The ENISA Threat Landscape 2025 identifies transport as the second most targeted sector in the EU, behind only public administration. The UK Cyber Security Breaches Survey 2025 puts the figure for large businesses experiencing a breach or attack at 74%, with ransomware prevalence doubling year-on-year. The evidence is tangible: KNP Logistics collapsed entirely after an Akira ransomware attack in 2023. TfL had 5,000 customers’ financial details exposed. DP World Australia’s three-day shutdown created a 30,000-container backlog at four major ports.
These aren’t technology companies with dedicated security operations centres. They’re transport and logistics businesses, and security in transport carries risks that standard IT advice doesn’t fully address.
Where IT security ends and logistics cyber security gaps begin
Security in transport and logistics has traditionally meant protecting the office environment: firewalls, antivirus, email filtering, and managed backups. Those protections rarely extend with the same rigour into the operational technology that keeps goods moving. Warehouse Wi-Fi networks serving hundreds of handheld scanners, IoT sensors on cold chain and stock movement, and fleet tracking platforms feeding real-time data to dispatch – these all sit on the network, but they’re often running outdated firmware, connected on flat segments, and excluded from routine security audits.

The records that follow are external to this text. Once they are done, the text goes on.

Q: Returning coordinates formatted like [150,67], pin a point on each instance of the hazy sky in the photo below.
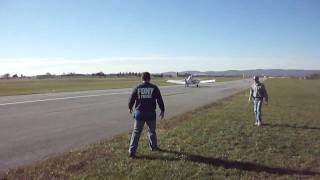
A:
[86,36]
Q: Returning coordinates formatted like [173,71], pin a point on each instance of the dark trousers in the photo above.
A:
[140,119]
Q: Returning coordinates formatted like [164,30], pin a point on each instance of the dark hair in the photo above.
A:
[146,76]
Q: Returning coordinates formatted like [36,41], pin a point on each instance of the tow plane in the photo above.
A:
[191,81]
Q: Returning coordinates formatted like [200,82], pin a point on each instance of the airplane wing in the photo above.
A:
[207,81]
[176,82]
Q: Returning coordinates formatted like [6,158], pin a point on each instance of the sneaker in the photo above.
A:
[132,155]
[155,149]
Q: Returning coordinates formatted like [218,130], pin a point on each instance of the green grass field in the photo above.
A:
[218,141]
[19,87]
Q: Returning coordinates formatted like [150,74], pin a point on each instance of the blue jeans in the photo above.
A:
[257,108]
[140,119]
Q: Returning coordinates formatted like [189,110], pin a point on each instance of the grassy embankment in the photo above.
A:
[18,87]
[216,141]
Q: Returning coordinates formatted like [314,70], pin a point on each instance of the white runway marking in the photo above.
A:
[62,98]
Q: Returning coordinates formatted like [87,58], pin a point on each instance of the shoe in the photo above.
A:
[132,155]
[155,149]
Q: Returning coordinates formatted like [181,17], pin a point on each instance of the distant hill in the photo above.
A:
[259,72]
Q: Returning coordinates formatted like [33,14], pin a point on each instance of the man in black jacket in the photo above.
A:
[145,96]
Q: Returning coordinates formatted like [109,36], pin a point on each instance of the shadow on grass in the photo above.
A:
[291,126]
[227,164]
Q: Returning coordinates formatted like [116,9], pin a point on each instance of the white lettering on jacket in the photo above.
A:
[145,93]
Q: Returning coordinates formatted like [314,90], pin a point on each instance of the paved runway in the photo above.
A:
[35,126]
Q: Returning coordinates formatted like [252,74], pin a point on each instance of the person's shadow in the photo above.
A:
[291,126]
[227,164]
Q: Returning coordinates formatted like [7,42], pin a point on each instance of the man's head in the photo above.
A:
[256,78]
[145,77]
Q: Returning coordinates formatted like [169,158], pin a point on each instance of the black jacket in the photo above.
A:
[145,96]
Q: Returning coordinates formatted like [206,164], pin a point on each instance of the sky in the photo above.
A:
[87,36]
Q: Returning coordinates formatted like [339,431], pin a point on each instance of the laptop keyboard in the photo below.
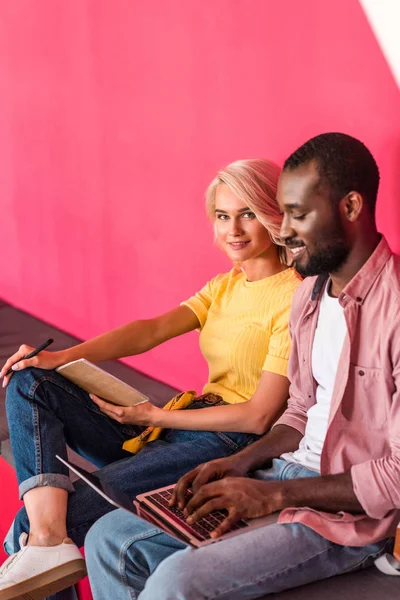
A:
[204,526]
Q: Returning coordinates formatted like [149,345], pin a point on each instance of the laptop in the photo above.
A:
[153,507]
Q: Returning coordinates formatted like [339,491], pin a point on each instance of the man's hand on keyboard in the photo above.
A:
[242,497]
[211,471]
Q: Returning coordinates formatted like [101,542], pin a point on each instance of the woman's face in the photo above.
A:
[238,231]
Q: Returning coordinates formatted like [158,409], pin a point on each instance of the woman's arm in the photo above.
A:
[255,416]
[133,338]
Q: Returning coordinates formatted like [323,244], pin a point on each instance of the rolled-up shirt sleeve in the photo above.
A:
[376,483]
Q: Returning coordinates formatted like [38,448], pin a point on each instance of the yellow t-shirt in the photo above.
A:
[244,330]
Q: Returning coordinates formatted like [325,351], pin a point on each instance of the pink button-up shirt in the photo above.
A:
[363,433]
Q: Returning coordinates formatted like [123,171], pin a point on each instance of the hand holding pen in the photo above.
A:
[23,358]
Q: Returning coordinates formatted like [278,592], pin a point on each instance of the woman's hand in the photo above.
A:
[141,414]
[43,360]
[220,468]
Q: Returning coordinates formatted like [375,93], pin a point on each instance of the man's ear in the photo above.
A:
[352,205]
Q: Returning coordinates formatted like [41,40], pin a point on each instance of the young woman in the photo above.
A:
[243,319]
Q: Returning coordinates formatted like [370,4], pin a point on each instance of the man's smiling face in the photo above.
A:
[312,227]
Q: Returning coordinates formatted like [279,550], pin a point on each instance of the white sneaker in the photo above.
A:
[36,572]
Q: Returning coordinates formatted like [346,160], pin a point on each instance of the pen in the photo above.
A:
[33,353]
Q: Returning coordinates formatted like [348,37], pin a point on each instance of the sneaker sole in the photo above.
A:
[47,583]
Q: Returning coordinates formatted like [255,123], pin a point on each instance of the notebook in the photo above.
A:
[153,508]
[104,385]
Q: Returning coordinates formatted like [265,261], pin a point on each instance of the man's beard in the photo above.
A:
[327,257]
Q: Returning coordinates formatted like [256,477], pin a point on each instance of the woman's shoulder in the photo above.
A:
[223,281]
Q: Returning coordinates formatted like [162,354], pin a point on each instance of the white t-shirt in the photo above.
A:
[327,347]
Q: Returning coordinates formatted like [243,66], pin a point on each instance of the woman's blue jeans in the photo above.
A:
[46,413]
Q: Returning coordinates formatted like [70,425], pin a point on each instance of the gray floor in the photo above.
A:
[16,327]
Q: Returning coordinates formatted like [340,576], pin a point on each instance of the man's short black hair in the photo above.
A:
[344,164]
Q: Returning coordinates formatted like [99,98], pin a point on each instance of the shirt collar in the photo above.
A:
[358,287]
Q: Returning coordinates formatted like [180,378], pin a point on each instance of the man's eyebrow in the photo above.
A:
[292,205]
[246,209]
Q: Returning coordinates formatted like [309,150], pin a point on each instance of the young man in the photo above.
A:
[341,427]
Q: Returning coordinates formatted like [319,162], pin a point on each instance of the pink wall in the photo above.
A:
[114,116]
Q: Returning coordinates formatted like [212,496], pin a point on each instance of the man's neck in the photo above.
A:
[359,254]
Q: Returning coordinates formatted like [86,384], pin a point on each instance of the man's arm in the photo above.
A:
[246,498]
[280,439]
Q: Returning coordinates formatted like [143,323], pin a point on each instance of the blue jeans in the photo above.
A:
[46,413]
[128,558]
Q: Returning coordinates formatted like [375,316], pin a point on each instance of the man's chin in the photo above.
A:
[305,269]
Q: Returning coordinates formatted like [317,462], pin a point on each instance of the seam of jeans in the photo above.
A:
[38,444]
[227,440]
[69,390]
[123,552]
[271,576]
[371,556]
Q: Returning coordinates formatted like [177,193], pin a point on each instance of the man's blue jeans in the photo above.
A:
[46,413]
[128,558]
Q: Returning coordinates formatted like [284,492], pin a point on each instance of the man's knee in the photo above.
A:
[174,578]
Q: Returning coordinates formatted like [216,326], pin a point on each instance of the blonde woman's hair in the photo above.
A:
[255,182]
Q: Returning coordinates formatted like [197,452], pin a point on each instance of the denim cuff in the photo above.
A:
[46,479]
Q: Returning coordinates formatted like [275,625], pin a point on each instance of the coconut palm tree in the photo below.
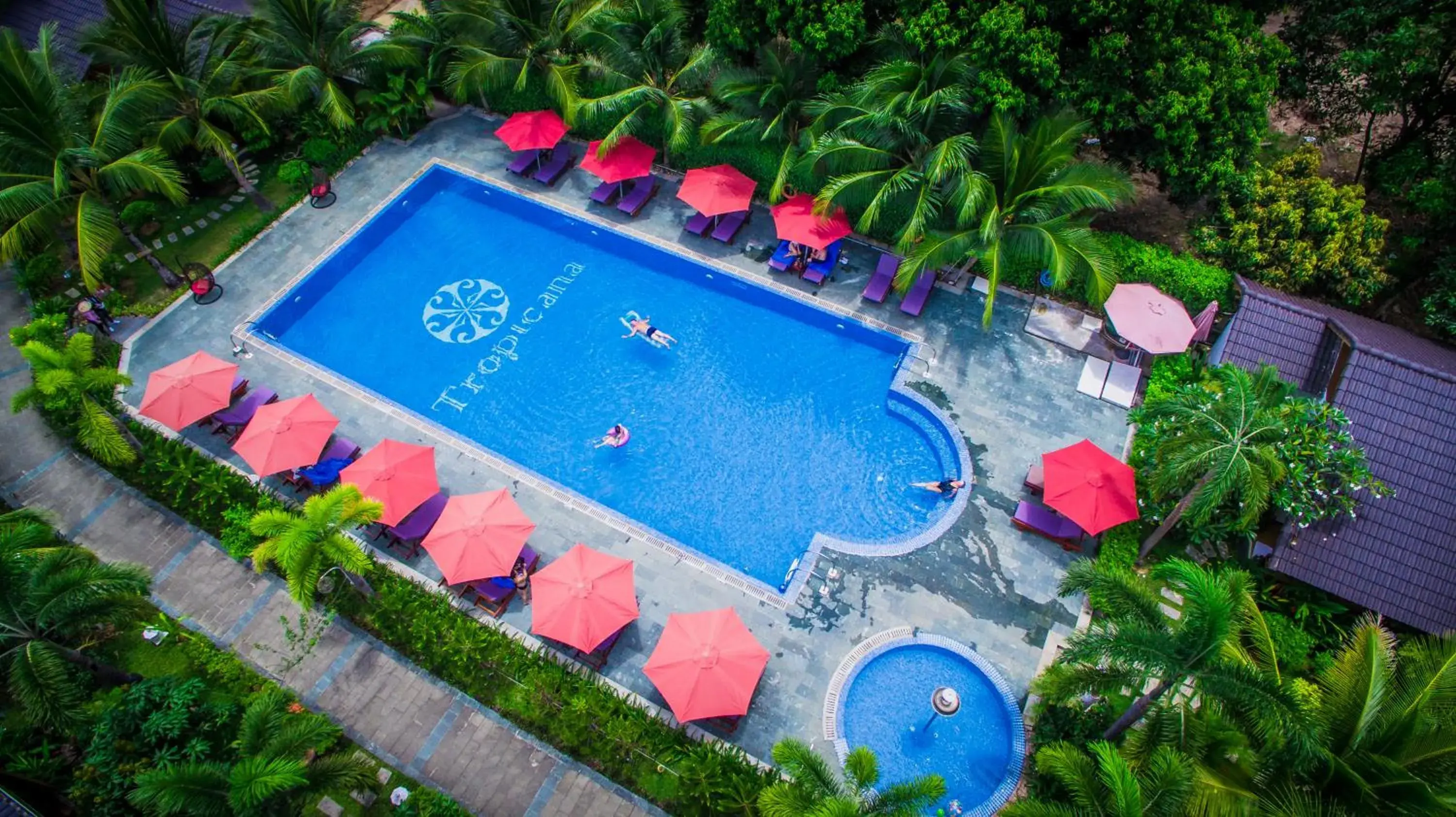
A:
[309,46]
[276,769]
[768,105]
[814,790]
[59,605]
[66,162]
[1100,783]
[1215,443]
[67,380]
[207,65]
[654,73]
[1030,206]
[303,545]
[1218,646]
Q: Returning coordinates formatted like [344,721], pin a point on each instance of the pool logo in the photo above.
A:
[466,310]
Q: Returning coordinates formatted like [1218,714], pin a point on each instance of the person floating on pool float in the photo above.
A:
[653,334]
[616,438]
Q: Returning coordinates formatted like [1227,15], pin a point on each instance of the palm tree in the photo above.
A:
[640,50]
[315,62]
[503,46]
[896,146]
[274,774]
[1215,443]
[305,545]
[59,605]
[1030,206]
[814,790]
[206,63]
[62,166]
[67,380]
[768,105]
[1218,646]
[1107,785]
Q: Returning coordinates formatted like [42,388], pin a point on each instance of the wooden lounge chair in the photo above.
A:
[1046,522]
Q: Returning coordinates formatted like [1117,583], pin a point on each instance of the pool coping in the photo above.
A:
[801,569]
[881,643]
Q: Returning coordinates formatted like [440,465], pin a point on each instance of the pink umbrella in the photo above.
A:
[188,391]
[478,537]
[397,474]
[286,435]
[707,665]
[1149,319]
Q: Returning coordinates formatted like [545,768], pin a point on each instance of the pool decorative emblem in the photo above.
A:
[466,310]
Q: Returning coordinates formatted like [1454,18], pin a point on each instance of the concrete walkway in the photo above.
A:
[381,700]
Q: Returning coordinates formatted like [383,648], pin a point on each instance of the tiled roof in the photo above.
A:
[1400,392]
[72,19]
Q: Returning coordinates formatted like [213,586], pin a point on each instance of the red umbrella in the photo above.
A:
[629,159]
[478,537]
[286,435]
[532,130]
[1090,487]
[583,598]
[397,474]
[1149,319]
[707,665]
[714,191]
[797,222]
[188,391]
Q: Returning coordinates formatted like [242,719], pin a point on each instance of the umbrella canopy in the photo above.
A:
[1090,487]
[707,665]
[286,435]
[188,391]
[478,537]
[1149,319]
[397,474]
[714,191]
[795,222]
[583,598]
[629,159]
[532,130]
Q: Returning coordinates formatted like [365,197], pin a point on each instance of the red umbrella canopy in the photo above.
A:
[707,665]
[188,391]
[532,130]
[1149,319]
[286,435]
[398,474]
[714,191]
[797,222]
[1090,487]
[629,159]
[478,537]
[583,598]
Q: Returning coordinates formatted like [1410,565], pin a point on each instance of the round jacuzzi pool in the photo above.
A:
[975,740]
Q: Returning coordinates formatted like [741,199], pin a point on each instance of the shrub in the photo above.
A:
[1293,229]
[139,213]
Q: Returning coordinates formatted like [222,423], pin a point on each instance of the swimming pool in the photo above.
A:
[500,319]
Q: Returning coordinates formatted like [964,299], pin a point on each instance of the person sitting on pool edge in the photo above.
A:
[641,325]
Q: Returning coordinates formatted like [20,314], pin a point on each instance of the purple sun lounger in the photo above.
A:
[823,268]
[878,286]
[634,201]
[913,303]
[555,166]
[523,162]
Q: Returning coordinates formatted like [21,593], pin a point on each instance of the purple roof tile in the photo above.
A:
[1400,392]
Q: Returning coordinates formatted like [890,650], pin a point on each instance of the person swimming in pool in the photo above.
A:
[644,327]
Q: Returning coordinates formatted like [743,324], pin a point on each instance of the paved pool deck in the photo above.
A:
[1009,393]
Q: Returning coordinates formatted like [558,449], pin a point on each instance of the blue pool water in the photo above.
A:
[500,319]
[889,703]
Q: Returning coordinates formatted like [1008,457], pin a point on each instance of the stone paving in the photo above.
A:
[1011,395]
[382,701]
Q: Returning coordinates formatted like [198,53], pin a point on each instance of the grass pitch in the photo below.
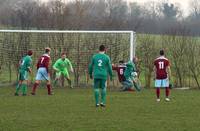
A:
[74,110]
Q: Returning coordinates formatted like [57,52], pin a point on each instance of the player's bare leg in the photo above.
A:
[69,82]
[167,91]
[49,87]
[158,94]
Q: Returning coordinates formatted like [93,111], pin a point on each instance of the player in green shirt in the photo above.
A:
[61,67]
[24,68]
[99,68]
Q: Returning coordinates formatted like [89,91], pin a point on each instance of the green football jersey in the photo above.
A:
[26,63]
[62,65]
[100,66]
[130,68]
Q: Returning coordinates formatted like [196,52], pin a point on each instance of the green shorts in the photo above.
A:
[23,75]
[99,83]
[64,73]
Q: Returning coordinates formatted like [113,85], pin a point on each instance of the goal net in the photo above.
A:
[79,46]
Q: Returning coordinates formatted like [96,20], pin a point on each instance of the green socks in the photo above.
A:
[96,95]
[103,95]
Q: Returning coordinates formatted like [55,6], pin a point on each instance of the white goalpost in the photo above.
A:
[79,45]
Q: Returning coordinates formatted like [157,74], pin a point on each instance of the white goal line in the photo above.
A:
[68,31]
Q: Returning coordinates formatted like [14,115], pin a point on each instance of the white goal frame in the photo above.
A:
[132,35]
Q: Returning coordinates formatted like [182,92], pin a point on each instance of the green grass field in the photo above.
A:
[74,110]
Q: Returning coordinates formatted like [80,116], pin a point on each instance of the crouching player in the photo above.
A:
[24,68]
[120,69]
[131,80]
[42,71]
[61,67]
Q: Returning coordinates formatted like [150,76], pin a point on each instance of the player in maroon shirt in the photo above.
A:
[120,70]
[43,71]
[162,75]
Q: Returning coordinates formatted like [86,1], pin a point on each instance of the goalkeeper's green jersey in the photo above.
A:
[100,66]
[62,65]
[25,63]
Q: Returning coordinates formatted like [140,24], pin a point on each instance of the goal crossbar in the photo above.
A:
[132,35]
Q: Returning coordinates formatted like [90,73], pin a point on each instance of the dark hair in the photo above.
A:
[47,50]
[63,54]
[162,52]
[102,48]
[30,52]
[121,61]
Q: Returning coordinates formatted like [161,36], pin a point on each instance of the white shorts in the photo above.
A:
[42,74]
[163,83]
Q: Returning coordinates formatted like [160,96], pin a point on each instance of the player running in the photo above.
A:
[98,68]
[43,72]
[131,80]
[24,69]
[61,67]
[120,69]
[162,75]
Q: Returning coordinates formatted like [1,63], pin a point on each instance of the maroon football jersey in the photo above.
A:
[161,64]
[120,72]
[44,61]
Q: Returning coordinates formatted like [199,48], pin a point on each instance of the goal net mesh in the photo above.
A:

The risk grows with every third-party integration. Your warehouse management system connects to a 3PL platform, which feeds a customs broker, which talks to a customer’s ERP. Each link in that chain is a potential entry point. On an unsegmented network, a compromise in one system gives an attacker a clear path to your domain controllers, your backups, and your most critical data. Supply chain cyber security is only as strong as the weakest connection in that chain.
The configuration gap
Across the 200+ ransomware recoveries we’ve carried out, the same pattern repeats: the organisation had a firewall, antivirus, and backups. The tools were in place, but the configuration wasn’t.
We’ve audited firewalls where a blanket “allow any to any” rule sat fourth in the list, making every rule below it redundant – at a company whose managed service provider had three weeks’ notice the audit was coming. We’ve found server estates running software patches three to four years out of date. We’ve seen logging enabled but never reviewed, so indicators of compromise went unnoticed for months. The technology was purchased, but the setup hadn’t been finished, tested, or maintained.
Why cyber insurance won’t close the gap
Cyber insurers are tightening their requirements. Many now expect demonstrable security controls as conditions of cover, and premiums are rising for organisations that can’t evidence them.
Even with cover in place, making a claim creates its own complications. Insurers typically require forensic analysis of the compromised network before any restoration begins. Your existing infrastructure is frozen as evidence. You can’t rebuild on hardware that’s being examined, and new server lead times can stretch to weeks.
Then there’s the question of whether the claim pays out at all. Discrepancies between what was declared on the policy and what forensics reveals can void cover entirely – after tens of thousands in legal and incident response costs have already been incurred. From incidents we’ve managed, organisations without cyber insurance have spent upwards of £300,000 to rebuild systems from scratch. The cost of prevention looks very different against that benchmark.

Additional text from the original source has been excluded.